On salaries, PwC has made greater inroads: in April it reported a mean pay gap of 9.7%, down from 12.2%, and a mean bonus gap of 30.6% (was 37.8%). Deloitte published data last month showing its mean pay gap was 18.7% (18.1% in 2018) and mean bonus gap was 51.1% (52.3% in 2018).

Dimple Agarwal, managing partner for people & purpose at Deloitte UK, said: ‘The trickle-down effect of women in the boardroom, such as breaking down stereotypes, encouraging girls and young women to raise their sights, believe in their potential and pursue careers traditionally dominated by men, and reducing the gender pay gap are all important steps along the way to greater economic opportunity for women and to more inclusive workforces and societies.’

There is support for this view from a report published by the 30% Club and PwC which says companies that fail to consider gender in areas such as strategy development, product and  service design, marketing, customer experience and supply chains are likely to ‘miss millions’ of insights, customers, and revenues.

Case studies in the report show how businesses have increased customers, revenues and evolved relationships with suppliers as a result of focusing on gender considerations. For example, Vodafone has identified 200m women in emerging markets without access to a mobile, 50m of whom it aims to connect by 2025. Through re-designing its products and services specifically for women, Vodafone has already connected 20m women.

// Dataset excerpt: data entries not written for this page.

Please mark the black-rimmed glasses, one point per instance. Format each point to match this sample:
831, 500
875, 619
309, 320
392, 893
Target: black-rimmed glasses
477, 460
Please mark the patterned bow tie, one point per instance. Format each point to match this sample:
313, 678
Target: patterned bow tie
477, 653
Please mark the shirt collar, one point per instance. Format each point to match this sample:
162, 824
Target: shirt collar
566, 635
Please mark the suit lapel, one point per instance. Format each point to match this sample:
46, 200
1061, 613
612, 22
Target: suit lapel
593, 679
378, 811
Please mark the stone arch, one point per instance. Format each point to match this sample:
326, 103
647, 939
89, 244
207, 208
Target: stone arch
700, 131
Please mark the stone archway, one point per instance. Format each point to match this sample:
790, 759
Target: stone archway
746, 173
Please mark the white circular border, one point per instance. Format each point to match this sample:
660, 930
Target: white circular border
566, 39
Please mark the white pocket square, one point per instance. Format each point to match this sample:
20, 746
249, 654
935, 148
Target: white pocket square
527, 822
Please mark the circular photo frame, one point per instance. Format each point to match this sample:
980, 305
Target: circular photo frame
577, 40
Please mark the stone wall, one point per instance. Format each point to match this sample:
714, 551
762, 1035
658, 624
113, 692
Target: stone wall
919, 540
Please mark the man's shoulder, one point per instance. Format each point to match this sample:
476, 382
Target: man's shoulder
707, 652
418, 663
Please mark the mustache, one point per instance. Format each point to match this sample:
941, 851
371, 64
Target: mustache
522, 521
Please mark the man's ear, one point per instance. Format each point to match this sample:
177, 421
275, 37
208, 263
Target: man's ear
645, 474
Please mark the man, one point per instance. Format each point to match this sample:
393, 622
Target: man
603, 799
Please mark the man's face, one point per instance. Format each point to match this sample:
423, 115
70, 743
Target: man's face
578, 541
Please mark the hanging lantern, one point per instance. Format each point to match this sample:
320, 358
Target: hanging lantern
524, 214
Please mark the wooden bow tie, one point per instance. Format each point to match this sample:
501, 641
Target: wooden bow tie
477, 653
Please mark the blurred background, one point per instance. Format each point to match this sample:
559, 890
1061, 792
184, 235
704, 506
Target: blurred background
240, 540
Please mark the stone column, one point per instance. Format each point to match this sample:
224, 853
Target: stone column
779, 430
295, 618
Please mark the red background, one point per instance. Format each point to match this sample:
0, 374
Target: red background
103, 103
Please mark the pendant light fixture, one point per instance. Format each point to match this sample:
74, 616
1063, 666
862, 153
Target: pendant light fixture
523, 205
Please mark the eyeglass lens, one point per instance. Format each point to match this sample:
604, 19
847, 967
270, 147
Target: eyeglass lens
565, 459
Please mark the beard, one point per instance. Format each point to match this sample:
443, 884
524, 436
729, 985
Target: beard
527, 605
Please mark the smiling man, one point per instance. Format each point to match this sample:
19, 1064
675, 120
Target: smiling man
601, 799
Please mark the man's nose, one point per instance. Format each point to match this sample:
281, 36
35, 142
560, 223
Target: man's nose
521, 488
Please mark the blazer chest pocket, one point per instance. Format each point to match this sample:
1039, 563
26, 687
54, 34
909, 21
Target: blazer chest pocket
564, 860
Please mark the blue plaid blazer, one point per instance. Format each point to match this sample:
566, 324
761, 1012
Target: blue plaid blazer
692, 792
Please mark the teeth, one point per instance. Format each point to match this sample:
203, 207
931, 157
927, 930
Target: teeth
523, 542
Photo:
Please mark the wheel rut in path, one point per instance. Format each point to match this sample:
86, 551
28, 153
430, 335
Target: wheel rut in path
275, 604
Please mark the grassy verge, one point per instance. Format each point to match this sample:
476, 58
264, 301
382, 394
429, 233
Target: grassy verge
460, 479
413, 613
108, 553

Unilever found that recognising under-represented audiences and focusing on diverse, inclusive and unstereotypical character portrayals created 37% more brand impact and 28% higher purchase intent for its brands, as well as improving the relevance, credibility and enjoyability of its adverts for millions of consumers globally. 

Brenda Trenowden, global co-chair of the 30% Club and partner at PwC said: ‘It is time for the 30% Club to extend its influence beyond representation and pay, and work with businesses to help them address the commercial benefits of gender diversity.

‘Our report shares the commercial imperative for putting a gender lens on all business activities. Those who are slow to adopt this approach in the current climate...risk being left behind.’